We are moving over to the Fairfax County VA area (or possibly Arlington or Mclean) in a few months and I was hoping for some advice on schools. Here in Australia, our kids attend private school and Id really like to keep them private in the states, however I am told that the system is incredibly different and the fees are astronomical compared to here (We pay about $15,000 inclusive of 2 children in grades 4 and 7).
Any advice from people that have been in a similar position or perhaps have feedback on any of the schools (private or public) in the area would be greatly appreciated. We would like to choose the school before the house and we are coming over to check thisngs out in a few weeks so Id really like to have some idea of where to start!


----------



## Fjordlover (Mar 27, 2014)

I can't really comment on private schools, other that they are insanely expensive, and Northern Virginia is no exception, especially because a lot of embassy brats live there.

The public schools in Fairfax are some of the best in the nation.
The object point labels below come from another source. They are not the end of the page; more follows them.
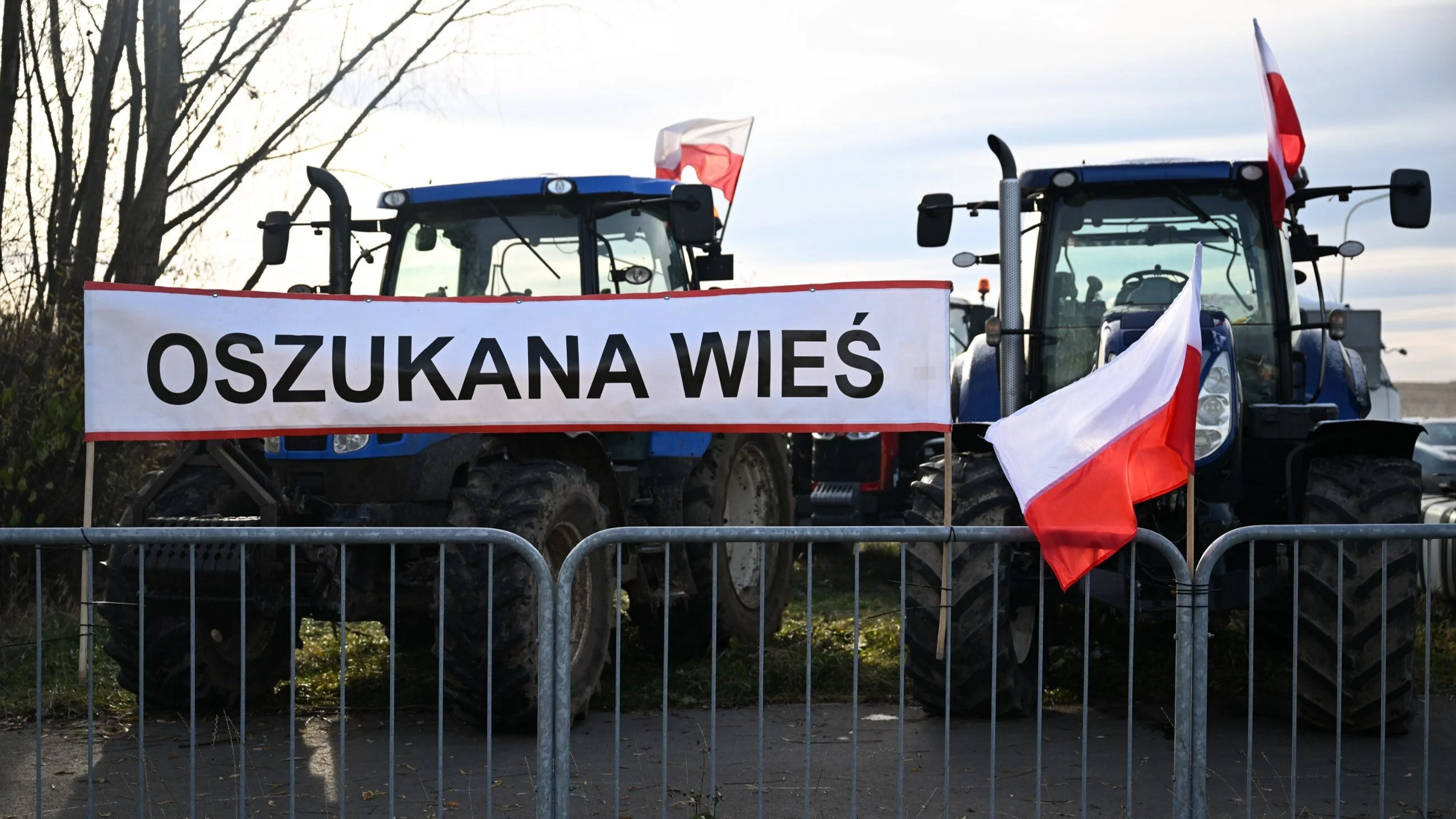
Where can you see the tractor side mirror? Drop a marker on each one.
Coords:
(1410, 199)
(993, 331)
(932, 229)
(714, 267)
(690, 215)
(276, 236)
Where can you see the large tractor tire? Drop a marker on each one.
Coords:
(983, 497)
(554, 506)
(209, 495)
(741, 480)
(1359, 490)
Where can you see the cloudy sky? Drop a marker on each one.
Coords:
(864, 107)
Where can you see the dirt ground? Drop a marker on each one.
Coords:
(1425, 400)
(507, 788)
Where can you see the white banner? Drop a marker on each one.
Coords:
(168, 364)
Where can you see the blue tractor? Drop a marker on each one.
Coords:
(535, 236)
(1282, 433)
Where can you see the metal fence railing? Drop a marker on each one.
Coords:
(862, 783)
(1314, 739)
(1362, 578)
(251, 761)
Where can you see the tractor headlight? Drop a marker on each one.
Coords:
(344, 445)
(1215, 415)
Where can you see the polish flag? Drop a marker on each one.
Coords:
(712, 148)
(1286, 137)
(1084, 455)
I have friends who are teachers in two of the local high schools, and the educational programs there are amazing! I would recommend the southern and western parts of the county (Centerville, Vienna, Fairfax) for the best schools. Arlington I can't say much about, though they have a mixed reputation (both good and bad areas-I get the impression that high income brackets send their kids to private schools there)
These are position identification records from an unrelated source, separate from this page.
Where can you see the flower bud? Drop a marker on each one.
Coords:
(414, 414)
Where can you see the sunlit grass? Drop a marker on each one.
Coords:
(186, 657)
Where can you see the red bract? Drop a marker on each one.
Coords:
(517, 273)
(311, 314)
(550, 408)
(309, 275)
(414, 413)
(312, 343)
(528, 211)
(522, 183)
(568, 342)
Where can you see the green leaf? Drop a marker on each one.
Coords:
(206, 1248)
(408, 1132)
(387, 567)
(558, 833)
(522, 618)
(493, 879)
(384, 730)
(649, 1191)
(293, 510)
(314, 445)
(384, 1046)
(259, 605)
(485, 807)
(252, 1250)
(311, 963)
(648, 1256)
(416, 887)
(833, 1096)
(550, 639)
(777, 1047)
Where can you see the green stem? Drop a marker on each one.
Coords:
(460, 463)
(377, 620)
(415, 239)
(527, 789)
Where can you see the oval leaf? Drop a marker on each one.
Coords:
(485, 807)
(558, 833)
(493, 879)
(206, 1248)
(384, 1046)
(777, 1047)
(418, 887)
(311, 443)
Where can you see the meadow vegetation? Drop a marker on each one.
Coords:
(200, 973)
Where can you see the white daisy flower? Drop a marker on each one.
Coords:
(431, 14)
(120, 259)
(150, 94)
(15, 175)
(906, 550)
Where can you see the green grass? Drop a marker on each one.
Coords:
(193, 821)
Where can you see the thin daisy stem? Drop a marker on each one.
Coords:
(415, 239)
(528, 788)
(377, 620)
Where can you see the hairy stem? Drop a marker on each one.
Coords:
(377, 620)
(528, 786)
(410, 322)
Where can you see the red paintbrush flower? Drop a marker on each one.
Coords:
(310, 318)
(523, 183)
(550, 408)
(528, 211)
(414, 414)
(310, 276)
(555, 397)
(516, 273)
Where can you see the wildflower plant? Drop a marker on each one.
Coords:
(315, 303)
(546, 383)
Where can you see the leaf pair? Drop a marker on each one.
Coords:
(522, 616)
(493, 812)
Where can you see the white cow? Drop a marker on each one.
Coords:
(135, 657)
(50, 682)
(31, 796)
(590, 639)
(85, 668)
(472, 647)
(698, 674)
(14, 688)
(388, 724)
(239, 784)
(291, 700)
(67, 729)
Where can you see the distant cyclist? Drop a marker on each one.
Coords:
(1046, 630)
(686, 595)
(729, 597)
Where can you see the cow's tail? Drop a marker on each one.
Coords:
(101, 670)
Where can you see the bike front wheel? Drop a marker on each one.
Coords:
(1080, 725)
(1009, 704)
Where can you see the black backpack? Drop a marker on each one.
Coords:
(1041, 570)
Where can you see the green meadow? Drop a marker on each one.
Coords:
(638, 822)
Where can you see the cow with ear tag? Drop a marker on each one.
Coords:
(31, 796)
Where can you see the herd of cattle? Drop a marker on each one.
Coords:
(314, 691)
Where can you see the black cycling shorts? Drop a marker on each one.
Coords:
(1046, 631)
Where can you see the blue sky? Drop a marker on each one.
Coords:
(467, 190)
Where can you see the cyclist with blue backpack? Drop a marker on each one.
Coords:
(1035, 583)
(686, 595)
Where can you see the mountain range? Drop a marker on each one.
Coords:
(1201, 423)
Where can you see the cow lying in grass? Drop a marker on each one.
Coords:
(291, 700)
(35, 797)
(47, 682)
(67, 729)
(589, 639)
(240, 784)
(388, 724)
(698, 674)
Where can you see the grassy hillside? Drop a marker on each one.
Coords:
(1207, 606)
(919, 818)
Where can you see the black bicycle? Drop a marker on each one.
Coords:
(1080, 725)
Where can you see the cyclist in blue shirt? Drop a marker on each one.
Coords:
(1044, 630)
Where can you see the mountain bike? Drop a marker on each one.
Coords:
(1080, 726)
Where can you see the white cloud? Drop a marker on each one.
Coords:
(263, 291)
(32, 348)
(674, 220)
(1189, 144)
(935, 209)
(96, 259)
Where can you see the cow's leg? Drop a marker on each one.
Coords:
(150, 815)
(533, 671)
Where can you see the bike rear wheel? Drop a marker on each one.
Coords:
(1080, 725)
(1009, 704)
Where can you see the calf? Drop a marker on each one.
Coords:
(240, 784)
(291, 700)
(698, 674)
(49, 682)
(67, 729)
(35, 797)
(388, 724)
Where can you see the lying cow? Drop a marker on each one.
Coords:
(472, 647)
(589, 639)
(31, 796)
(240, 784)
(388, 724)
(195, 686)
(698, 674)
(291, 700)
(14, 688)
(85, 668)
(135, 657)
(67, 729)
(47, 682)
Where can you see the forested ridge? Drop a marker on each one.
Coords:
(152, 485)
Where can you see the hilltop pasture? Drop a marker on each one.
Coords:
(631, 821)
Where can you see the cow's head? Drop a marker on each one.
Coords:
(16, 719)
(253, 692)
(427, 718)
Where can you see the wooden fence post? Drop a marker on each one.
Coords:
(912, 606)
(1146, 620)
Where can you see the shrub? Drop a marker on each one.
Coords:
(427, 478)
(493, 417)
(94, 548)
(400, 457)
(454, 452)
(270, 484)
Good luck. I loved living in Virginia back in the day (I lived in Old Town, Alexandria), so best of luck with the move!


----------



## twostep (Apr 3, 2008)

Fjord lover - OT - Old Town was an awesome place.


----------



## Nay78 (Dec 10, 2015)

*Thank you!*



Fjordlover said:


> I can't really comment on private schools, other that they are insanely expensive, and Northern Virginia is no exception, especially because a lot of embassy brats live there.
> 
> The public schools in Fairfax are some of the best in the nation. I have friends who are teachers in two of the local high schools, and the educational programs there are amazing! I would recommend the southern and western parts of the county (Centerville, Vienna, Fairfax) for the best schools. Arlington I can't say much about, though they have a mixed reputation (both good and bad areas-I get the impression that high income brackets send their kids to private schools there)
> 
> Good luck. I loved living in Virginia back in the day (I lived in Old Town, Alexandria), so best of luck with the move!


Thank you very much for your response. Getting advice from people that know that place is incredibly helpful. Thanks again. x


----------



## Cleo Shahateet (Feb 23, 2009)

Nay78 said:


> Thank you very much for your response. Getting advice from people that know that place is incredibly helpful. Thanks again. x


Hi, 

I live in Bristow, VA which is Prince William County just outside of Fairfax County. Public Schools are great. There are some teachers that are obviously better than others of course but overall just fine and no need for private schools. My wife who went to private schools most of her life in the US and abroad was hestitant, but now she is fine with public schools. Our 3 kids are still in Elemetary school but all levels of schooling have high standards. 

Just FYI, the cost of homes in Prince William County is lower compared to Fairfax. You can get a newer, larger home in Prince William County. Take a look at Haymarket, Bristow and Gainesville if is feasible for you to live in this area too. There are many people who commute from even farther than here to DC/Arlington etc. if that is what you will be doing. 

Feel free to ask me any questions about the area. 

Cleo


----------